Afghanistan is not a Military victory waiting to happen, the amounts of money flowing into Afghanistan are obscene. The obscenity is what happens when the money gets in country.
I started this trip expecting the dangers of any assignment in a war zone, we were shot at by RPG’s whilst in a helicopter, ran the gauntlet of driving on high profile roads and slept in some pretty average places. Yet after the month it comes down to two images that remain and best sum up the situation that we face in Afghanistan.
One the look on the face of a Marine who was heading home after a six month deployment in Helmand, we met him back in April on our last trip. They had expected the operation to last four to six days, six months later a dejected marine sat on the bench at Bagram Air Base and his eyes told the story of a unit that had been betrayed.

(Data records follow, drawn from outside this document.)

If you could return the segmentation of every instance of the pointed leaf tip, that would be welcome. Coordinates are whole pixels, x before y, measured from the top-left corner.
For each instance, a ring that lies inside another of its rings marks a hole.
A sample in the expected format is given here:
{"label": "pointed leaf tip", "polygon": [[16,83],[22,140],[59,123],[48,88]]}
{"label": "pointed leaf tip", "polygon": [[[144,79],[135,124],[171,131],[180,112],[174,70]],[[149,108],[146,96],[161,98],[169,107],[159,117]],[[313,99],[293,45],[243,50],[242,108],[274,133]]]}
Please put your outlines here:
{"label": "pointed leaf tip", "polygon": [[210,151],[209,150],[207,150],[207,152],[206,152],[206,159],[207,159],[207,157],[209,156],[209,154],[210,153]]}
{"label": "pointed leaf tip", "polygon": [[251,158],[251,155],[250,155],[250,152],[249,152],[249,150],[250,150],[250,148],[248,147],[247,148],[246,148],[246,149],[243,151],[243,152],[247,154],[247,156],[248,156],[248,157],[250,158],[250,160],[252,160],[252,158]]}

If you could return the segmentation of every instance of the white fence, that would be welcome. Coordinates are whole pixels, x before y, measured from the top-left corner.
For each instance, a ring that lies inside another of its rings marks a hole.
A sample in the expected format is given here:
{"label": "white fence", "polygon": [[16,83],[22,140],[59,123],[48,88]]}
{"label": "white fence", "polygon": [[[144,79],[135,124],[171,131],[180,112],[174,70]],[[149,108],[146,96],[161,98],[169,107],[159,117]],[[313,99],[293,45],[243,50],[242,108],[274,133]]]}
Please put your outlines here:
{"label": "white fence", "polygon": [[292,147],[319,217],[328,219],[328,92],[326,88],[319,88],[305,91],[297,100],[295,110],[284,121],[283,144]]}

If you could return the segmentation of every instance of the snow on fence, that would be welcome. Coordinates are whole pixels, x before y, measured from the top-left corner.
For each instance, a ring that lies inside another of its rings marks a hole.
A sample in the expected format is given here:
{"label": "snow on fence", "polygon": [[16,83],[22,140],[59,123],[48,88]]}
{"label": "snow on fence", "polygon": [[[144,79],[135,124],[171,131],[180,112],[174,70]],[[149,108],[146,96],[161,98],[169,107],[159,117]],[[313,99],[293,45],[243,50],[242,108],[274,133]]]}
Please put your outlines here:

The second image a close up of a face of an Afghani Army Soldier and the way a shaft of light light up his hand on his weapon. His fear was that of probably his first helicopter ride and not of an enemy unseen.
I praise each and every person from the Military that is over in Afghanistan, for they believe in a cause that is directed by an Administration that was attacked back on that fateful day in 2001. Every soldier should be proud of what they have achieved, the issue is that very little has been achieved for the average Afghan and that is what needs to change.